British Columbia

Vancouver's new statue-less statue aims to honour overlooked women

A statue-less statue is making an appearance in downtown Vancouver to highlight the lack of public monuments honouring women and girls.

YWCA Metro Vancouver estimates that just 12% of permanent public statues depict women or girls

Joleen Mitton of the All My Relations basketball team poses on top of 'Reserved for Her,' an empty statue base exhibited by the YWCA in Vancouver as a statement about the lack of monuments in Canada that honour women. (Ben Nelms/CBC)

A statue-less statue is making an appearance in downtown Vancouver to highlight the lack of public monuments honouring women and girls.

The empty statue base was unveiled by YWCA staff at Canada Place on Monday, ahead of International Women's Day.

Titled Reserved for Her, it's meant to highlight that just 12 per cent of permanent public statues in Canada depict women, while 65 per cent honour men, according to the YWCA's estimates.

"We know that especially Indigenous women, Black women, racialized women, they're depicted in almost no statues across Canada," said Amy Juschka, director of communications and advocacy for YWCA Metro Vancouver.

The piece will be on display until the end of March, and Juschka said she encourages women and girls to drop by, stand up and be recognized.

Joleen Mitton, founder of Indigenous Fashion Week and the All My Relations basketball team, was on hand Monday for the unveiling, and described it as "a beautiful idea" to highlight women's contributions.

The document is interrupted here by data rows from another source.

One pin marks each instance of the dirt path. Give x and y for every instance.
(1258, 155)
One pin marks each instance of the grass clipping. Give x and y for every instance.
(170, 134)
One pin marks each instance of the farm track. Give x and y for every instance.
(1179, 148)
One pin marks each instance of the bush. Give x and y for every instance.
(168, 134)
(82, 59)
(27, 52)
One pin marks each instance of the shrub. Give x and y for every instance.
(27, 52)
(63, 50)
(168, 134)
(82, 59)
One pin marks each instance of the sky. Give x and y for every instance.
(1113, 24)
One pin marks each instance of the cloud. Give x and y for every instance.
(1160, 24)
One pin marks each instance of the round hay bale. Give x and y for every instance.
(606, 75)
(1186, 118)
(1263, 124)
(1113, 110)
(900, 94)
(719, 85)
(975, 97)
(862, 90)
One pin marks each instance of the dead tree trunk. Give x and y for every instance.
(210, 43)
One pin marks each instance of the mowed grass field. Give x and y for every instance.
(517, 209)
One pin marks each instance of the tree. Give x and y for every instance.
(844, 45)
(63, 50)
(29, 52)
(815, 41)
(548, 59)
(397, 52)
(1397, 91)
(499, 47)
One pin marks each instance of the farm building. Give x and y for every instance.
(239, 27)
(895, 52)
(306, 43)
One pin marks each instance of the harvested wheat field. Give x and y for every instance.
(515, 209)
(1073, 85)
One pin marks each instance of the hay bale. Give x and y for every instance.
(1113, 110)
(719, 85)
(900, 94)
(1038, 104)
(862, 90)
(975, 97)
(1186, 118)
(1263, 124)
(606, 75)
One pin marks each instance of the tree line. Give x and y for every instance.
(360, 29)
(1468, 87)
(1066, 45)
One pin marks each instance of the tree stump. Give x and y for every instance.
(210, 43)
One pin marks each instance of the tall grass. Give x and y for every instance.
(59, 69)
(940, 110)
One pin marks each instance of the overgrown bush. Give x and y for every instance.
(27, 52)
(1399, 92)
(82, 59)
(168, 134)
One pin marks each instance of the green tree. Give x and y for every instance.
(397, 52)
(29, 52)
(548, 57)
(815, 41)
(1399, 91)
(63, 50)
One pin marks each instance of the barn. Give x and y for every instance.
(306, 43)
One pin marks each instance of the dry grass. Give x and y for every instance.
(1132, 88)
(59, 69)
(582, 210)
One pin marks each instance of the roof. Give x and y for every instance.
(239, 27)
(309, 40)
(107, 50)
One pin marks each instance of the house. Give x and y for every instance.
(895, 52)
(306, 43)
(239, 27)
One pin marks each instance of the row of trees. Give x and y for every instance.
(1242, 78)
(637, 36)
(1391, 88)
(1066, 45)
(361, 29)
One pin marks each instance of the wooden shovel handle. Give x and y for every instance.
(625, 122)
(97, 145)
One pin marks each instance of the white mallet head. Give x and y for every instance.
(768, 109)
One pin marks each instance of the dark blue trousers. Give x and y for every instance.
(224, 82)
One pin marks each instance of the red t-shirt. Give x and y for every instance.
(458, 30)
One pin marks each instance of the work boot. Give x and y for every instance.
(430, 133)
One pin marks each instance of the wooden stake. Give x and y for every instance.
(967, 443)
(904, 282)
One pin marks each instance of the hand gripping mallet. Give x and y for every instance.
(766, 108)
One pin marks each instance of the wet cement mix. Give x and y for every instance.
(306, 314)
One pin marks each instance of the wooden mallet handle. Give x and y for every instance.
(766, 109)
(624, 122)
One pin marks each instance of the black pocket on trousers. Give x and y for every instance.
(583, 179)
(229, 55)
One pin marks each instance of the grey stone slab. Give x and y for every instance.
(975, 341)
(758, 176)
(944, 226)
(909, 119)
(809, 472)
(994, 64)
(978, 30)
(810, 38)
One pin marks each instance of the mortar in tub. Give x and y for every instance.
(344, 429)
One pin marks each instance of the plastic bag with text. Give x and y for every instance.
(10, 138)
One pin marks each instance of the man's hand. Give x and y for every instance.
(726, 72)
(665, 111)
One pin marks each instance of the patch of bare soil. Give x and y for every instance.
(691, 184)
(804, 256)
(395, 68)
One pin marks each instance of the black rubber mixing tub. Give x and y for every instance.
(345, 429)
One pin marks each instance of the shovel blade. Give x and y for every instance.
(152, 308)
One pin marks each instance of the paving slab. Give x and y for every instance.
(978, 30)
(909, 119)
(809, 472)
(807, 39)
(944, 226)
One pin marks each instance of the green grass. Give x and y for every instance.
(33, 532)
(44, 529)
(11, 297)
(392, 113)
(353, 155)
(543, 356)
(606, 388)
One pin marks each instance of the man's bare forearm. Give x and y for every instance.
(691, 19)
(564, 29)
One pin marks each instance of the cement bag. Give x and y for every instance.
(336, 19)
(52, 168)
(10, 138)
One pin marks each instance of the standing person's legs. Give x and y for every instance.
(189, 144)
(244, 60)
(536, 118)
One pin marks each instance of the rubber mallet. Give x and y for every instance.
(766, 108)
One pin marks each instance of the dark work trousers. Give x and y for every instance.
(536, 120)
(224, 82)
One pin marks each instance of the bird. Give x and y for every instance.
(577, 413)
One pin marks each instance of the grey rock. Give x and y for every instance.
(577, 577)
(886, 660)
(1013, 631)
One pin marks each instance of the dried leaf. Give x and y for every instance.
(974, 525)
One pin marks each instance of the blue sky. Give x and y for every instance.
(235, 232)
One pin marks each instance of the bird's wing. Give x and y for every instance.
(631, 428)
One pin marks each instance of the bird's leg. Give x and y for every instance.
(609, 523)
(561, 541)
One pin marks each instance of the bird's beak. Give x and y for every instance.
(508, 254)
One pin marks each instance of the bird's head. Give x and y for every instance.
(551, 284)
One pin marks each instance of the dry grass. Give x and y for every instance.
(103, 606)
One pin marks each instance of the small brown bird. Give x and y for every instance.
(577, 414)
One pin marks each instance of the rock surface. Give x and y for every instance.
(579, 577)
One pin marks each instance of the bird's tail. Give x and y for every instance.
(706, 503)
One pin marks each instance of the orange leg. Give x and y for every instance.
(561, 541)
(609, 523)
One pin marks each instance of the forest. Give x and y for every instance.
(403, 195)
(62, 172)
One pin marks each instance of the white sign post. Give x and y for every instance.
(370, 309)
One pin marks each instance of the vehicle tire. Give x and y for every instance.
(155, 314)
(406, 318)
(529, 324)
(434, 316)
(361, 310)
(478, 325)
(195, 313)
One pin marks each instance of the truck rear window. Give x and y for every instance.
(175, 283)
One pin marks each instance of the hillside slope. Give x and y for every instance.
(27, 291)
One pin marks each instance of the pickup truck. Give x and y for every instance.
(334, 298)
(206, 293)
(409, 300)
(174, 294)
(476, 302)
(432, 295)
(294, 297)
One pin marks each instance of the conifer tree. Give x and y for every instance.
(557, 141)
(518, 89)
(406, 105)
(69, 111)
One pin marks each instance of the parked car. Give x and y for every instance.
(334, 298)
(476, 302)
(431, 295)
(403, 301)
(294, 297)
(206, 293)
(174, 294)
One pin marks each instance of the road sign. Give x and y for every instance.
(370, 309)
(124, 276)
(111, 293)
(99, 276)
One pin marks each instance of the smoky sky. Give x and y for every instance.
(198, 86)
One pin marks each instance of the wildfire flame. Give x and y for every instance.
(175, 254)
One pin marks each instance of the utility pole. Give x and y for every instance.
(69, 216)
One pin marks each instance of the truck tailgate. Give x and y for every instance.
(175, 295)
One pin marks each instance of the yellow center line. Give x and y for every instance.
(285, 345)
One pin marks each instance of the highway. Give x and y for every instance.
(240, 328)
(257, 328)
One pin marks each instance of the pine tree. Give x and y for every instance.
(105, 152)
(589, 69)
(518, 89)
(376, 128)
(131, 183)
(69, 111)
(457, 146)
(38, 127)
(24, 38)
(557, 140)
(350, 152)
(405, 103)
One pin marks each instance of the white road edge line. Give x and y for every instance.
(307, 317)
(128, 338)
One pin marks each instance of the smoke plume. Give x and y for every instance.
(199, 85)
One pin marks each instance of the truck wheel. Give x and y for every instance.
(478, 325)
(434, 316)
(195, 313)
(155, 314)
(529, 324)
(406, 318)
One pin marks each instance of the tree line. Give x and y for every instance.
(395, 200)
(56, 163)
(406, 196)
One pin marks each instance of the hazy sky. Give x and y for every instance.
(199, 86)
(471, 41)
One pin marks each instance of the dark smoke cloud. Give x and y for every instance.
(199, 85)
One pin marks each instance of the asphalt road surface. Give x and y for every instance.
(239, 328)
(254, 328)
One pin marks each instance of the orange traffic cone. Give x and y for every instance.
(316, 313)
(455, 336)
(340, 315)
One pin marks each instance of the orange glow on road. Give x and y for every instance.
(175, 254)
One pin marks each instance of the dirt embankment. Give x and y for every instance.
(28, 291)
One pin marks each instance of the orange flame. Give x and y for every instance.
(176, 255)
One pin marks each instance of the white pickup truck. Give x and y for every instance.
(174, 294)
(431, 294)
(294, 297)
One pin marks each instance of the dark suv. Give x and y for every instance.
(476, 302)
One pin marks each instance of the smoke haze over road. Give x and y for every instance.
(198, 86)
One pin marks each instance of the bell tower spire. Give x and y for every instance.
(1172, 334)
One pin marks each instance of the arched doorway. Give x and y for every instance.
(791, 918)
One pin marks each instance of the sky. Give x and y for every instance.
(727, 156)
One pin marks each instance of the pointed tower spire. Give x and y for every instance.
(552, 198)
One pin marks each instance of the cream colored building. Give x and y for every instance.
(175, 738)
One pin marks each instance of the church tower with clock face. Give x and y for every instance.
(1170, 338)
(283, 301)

"It would be nice to get an Indigenous woman on a statue at some point," she said.

"We took down Gassy Jack just a couple of weeks ago, so it just goes to show you that we're moving in a different direction here in Vancouver."

In February, the statue of Gastown bar owner John Deighton was torn down by participants in the annual Women's Memorial March over concerns about his treatment of Indigenous women, including his marriage to a 12-year-old Squamish girl.